The handmaids’ protest: what Keren Pels understood and Akiva Novik will never understand

by time news

Want to see people lose their boat? Enter Twitter and type in the search box the words “Kern Ples”. Yesterday Fells appeared at Hangar 11, and in the encore she went on stage with the famous outfit from “The Handmaid’s Tale” that became one of the icons of the resistance to the coup d’état. For those who have been breathing the protest for 13 consecutive weeks, it certainly doesn’t seem like a particularly radical act, but in the psychotic sounding board of the Bibiist poison machine, it is perceived as a personal blow with the insulting side of the kapa, even among people who have never considered going to her concert.

It was amazing to see the intensity of the reactions to the level on social media, higher on the hate index even more than “Shlomo Artzi refuses to accept the Israel Award” or “Prime Minister with six mandates”, thousands of responses that combine varying degrees of hatred overflowing on the basis of religion, sect and status, and of course , much of the same misogyny against which Peles sought to protest. This silent act of wrapping in a red cloak and a piece of white Bristol on the head presses on some point in the souls of the supporters of the coup more than any inflammatory speech in the square, and drains from it quite a bit of pus.

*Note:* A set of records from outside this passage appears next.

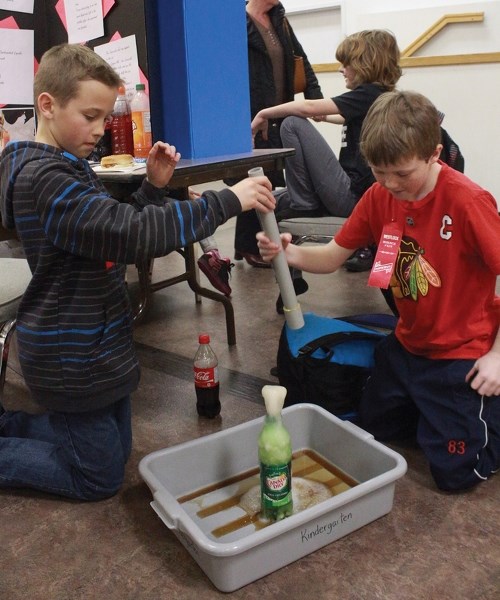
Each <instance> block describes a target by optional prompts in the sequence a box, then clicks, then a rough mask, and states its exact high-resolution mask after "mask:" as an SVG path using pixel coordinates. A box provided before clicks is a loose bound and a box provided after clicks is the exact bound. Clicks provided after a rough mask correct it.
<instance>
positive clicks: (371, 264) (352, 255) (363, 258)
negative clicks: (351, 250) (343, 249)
mask: <svg viewBox="0 0 500 600" xmlns="http://www.w3.org/2000/svg"><path fill="white" fill-rule="evenodd" d="M373 259H374V255H373V252H372V250H371V248H358V250H356V252H355V253H354V254H353V255H352V256H351V257H350V258H348V259H347V260H346V261H345V263H344V267H345V268H346V269H347V270H348V271H354V272H356V273H361V272H362V271H369V270H370V269H371V268H372V266H373Z"/></svg>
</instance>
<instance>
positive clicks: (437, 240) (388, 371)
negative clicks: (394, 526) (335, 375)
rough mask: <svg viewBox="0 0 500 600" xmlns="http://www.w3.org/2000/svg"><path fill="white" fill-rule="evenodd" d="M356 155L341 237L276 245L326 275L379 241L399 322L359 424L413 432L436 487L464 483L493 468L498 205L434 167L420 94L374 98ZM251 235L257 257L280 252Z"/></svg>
mask: <svg viewBox="0 0 500 600" xmlns="http://www.w3.org/2000/svg"><path fill="white" fill-rule="evenodd" d="M360 148H361V151H362V153H363V155H364V157H365V159H366V160H367V162H368V164H369V165H370V167H371V169H372V172H373V175H374V176H375V179H376V183H375V184H373V186H372V187H371V188H369V189H368V191H367V192H366V193H365V194H364V195H363V197H362V198H361V200H360V201H359V203H358V204H357V206H356V207H355V209H354V211H353V213H352V215H351V217H350V218H349V219H348V220H347V222H346V223H345V225H344V227H343V228H342V230H341V231H340V232H339V233H338V234H337V236H336V237H335V239H334V240H332V241H331V242H330V243H329V244H327V245H324V246H309V247H307V246H295V245H293V244H291V243H290V241H291V236H290V235H289V234H282V236H281V238H282V242H283V249H284V251H285V254H286V258H287V261H288V264H289V265H290V266H292V267H296V268H299V269H302V270H304V271H309V272H312V273H332V272H333V271H335V270H337V269H338V268H339V267H340V266H341V265H342V264H343V263H344V261H345V260H347V259H348V258H349V256H350V255H351V254H352V252H353V250H354V249H356V248H359V247H361V246H366V245H369V244H379V255H378V257H377V259H376V261H375V264H374V267H373V269H372V274H371V276H370V277H371V278H372V280H373V281H375V282H377V283H378V285H380V286H387V285H390V287H391V289H392V291H393V294H394V297H395V301H396V305H397V309H398V311H399V315H400V318H399V321H398V324H397V327H396V330H395V333H394V334H392V335H389V336H388V337H387V338H386V339H385V340H384V341H383V342H382V343H381V344H380V345H379V347H378V348H377V352H376V356H375V368H374V370H373V374H372V377H371V378H370V379H369V382H368V385H367V388H366V390H365V394H364V397H363V400H362V402H361V406H360V409H359V414H360V420H361V425H362V426H363V427H364V428H365V429H367V430H368V431H370V432H372V433H373V434H374V435H375V436H376V437H378V438H379V439H381V440H395V439H404V438H407V437H409V436H415V435H416V438H417V441H418V443H419V445H420V446H421V448H422V449H423V451H424V452H425V454H426V456H427V459H428V460H429V463H430V468H431V472H432V475H433V477H434V479H435V481H436V484H437V485H438V487H439V488H441V489H444V490H459V489H465V488H469V487H471V486H473V485H475V484H476V483H479V482H480V481H482V480H485V479H487V478H488V477H489V476H490V475H491V474H492V473H493V472H495V471H496V470H497V469H498V468H499V464H500V334H499V327H498V325H499V312H498V301H499V299H498V298H497V297H496V296H495V287H496V281H497V276H498V275H499V274H500V217H499V215H498V208H497V204H496V202H495V199H494V198H493V197H492V195H491V194H489V193H488V192H486V191H485V190H483V189H482V188H481V187H479V186H478V185H477V184H475V183H473V182H472V181H471V180H470V179H468V178H467V177H466V176H465V175H463V174H462V173H459V172H457V171H455V170H453V169H452V168H450V167H448V166H447V165H445V164H444V163H443V162H441V161H440V160H439V155H440V152H441V144H440V130H439V120H438V112H437V110H436V109H435V107H434V106H433V105H432V103H431V102H430V101H429V100H427V98H425V97H424V96H422V95H420V94H417V93H415V92H407V91H405V92H401V91H395V92H388V93H386V94H383V95H382V96H380V98H378V99H377V100H376V101H375V103H374V104H373V106H372V108H371V109H370V111H369V112H368V115H367V117H366V119H365V121H364V124H363V129H362V132H361V144H360ZM258 239H259V248H260V252H261V255H262V257H263V258H264V260H267V261H269V260H272V258H273V257H274V256H275V255H276V254H277V252H279V251H280V250H281V248H280V247H279V246H278V245H276V244H274V243H272V242H271V241H270V240H269V239H268V238H267V237H266V236H265V234H263V233H259V234H258ZM384 240H385V241H384ZM384 274H385V277H386V278H387V279H386V281H384Z"/></svg>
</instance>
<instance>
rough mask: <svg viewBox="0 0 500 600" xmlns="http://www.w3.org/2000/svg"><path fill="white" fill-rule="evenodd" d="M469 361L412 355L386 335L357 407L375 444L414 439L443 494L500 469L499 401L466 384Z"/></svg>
mask: <svg viewBox="0 0 500 600" xmlns="http://www.w3.org/2000/svg"><path fill="white" fill-rule="evenodd" d="M474 362H475V361H474V360H431V359H428V358H424V357H422V356H416V355H414V354H411V353H409V352H408V351H407V350H405V349H404V348H403V347H402V346H401V344H400V343H399V342H398V340H397V339H396V337H395V335H394V334H391V335H389V336H388V337H387V338H385V339H384V340H383V341H382V342H381V343H380V344H379V345H378V346H377V349H376V353H375V368H374V369H373V372H372V375H371V377H370V379H369V380H368V383H367V386H366V390H365V393H364V396H363V399H362V401H361V405H360V408H359V415H360V425H361V427H363V428H364V429H366V430H367V431H369V432H370V433H372V434H373V435H374V436H375V437H376V438H377V439H379V440H382V441H384V440H385V441H389V440H398V439H404V438H408V437H410V436H415V435H416V439H417V442H418V444H419V445H420V447H421V448H422V450H423V451H424V453H425V455H426V457H427V460H428V461H429V464H430V468H431V472H432V475H433V477H434V480H435V481H436V484H437V486H438V487H439V488H440V489H443V490H460V489H466V488H469V487H472V486H473V485H475V484H477V483H479V482H480V481H483V480H485V479H487V478H488V477H489V476H490V475H491V474H492V473H493V472H495V471H496V470H497V469H498V468H499V464H500V397H498V396H494V397H491V398H487V397H485V396H480V395H479V394H478V393H477V392H475V391H474V390H473V389H472V388H471V387H470V385H469V384H468V383H466V381H465V375H466V374H467V373H468V371H469V370H470V369H471V367H472V365H473V364H474Z"/></svg>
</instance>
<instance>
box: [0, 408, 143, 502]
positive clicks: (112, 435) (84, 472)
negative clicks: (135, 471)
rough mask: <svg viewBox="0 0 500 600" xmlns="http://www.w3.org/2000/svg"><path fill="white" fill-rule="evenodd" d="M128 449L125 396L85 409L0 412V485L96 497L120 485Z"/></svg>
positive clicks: (129, 416) (109, 496) (108, 496)
mask: <svg viewBox="0 0 500 600" xmlns="http://www.w3.org/2000/svg"><path fill="white" fill-rule="evenodd" d="M131 447H132V427H131V411H130V397H129V396H127V397H126V398H122V399H121V400H119V401H118V402H115V403H114V404H111V405H110V406H107V407H105V408H101V409H99V410H95V411H91V412H85V413H61V412H53V411H49V412H47V413H44V414H40V415H32V414H28V413H25V412H20V411H15V412H5V413H3V414H2V415H1V416H0V488H31V489H35V490H41V491H44V492H50V493H53V494H58V495H60V496H67V497H69V498H77V499H79V500H101V499H103V498H108V497H110V496H113V495H114V494H116V492H117V491H118V490H119V489H120V487H121V485H122V483H123V478H124V472H125V463H126V462H127V460H128V458H129V456H130V451H131Z"/></svg>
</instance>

The effectiveness of the “The Handmaid’s Tale” protest reveals the contamination.

Right at the same time as the beastly attack on Peles, Akiva Novik sent a column to the “time” system full of lamentations, rants, and gaslighting against the slave girl protest, in an infantile night of indolence and eye-rolling the likes of which we have not seen since the days after Rabin’s murder (Hey, “time”, remember that you don’t have to publish Everything that is sent to you, yes?); In Toru, Novick accuses the protest initiatives of “presenting the entire religious camp as motivated by dark and extreme ambitions”, which is of course “unfair defamation”, and that the women’s protest is in general a “campaign”, and as is the way of hysterical women, it is also “demagogic, exaggerated and twisted”. That’s how women are, demagogues even when they are silent in silent protest.

Reading Novik’s aggressive column is a mind-expanding glimpse into an elaborate and convoluted denial mechanism: the coalition agreement contains no laws against women, Novik waves enthusiastically as if it were an exciting liberal achievement, and Avi Maoz also resigned, so basically everything is fine, you have nothing to fear at all, and why You don’t smile. This is happening in the week when women in Tel Aviv are being attacked by Itamar Ben Gabir’s shabiha phalanxes because they are leftists, because they hold the pride flag, because they are women. Novick claims that this is part of an ongoing campaign against “religion” in terms of shouting “wolf, wolf”, and he is spectacularly doing this while the wolf is literally physically rubbing the hems of the protestors’ robes.

And that’s exactly the point: the smart protest of the “Building an Alternative” organization succeeds in driving the supporters of the coup crazy because it touches on distilled truth. Even in the United States of 2016, after the election of Trump, women walked the streets dressed like in the popular series, and there were all kinds of noobs who told them that they were exaggerating and hysterical, and there really was nothing to worry about and abortion is already a criminal offense in half of the US states and women’s rights Govan has moved back decades. “The Handmaid’s Tale”, Margaret Atwood’s futuristic novel, warns of a possible future. The handmaids’ protest also warns of a possible future. And here, this future has a temporary majority in the Knesset and he is not afraid to use it right now to force the His ideology is about the minority.

The “religious camp”, as Novick calls it, is offended by the handmaids’ protest because he interprets it as if this is how the participants see the religious in Israel, a childish and stupid argument that ignores the fact that the whole essence of this protest is a warning against the future. Those who look at the women in red and see the reflection of their own camp probably know something about the crazy extremism of religious Zionism, the gender segregation in the Bnei Akiva, the exclusion of women and the prohibition of women’s singing even for 12-year-old girls, not to mention more than a quarter of the coalition that in general disbelieves in the right of women to be elected, a government that does not It has female CEOs and the number of members of the Knesset is lower than the number of criminal charges against members of the government. It is really very strange that the women of the protest suspect that this is the direction in which things are going.

Religious people whose feelings were hurt by the “Story of a Handmaid’s Tale” protest, the people of the Avi-Nalabi camp, can perhaps begin to understand how offended we were when the most extreme and darkest people in Israel were placed and elected at the head of the “religious camp”. Actually, our feelings were hurt a lot. We were deeply offended. This protest is not an attempt at intimidation and is not a criticism against the religious way of life. It is a protest that marks with sheer terror the place where the religious lifestyle is marching and being marched by its politicians.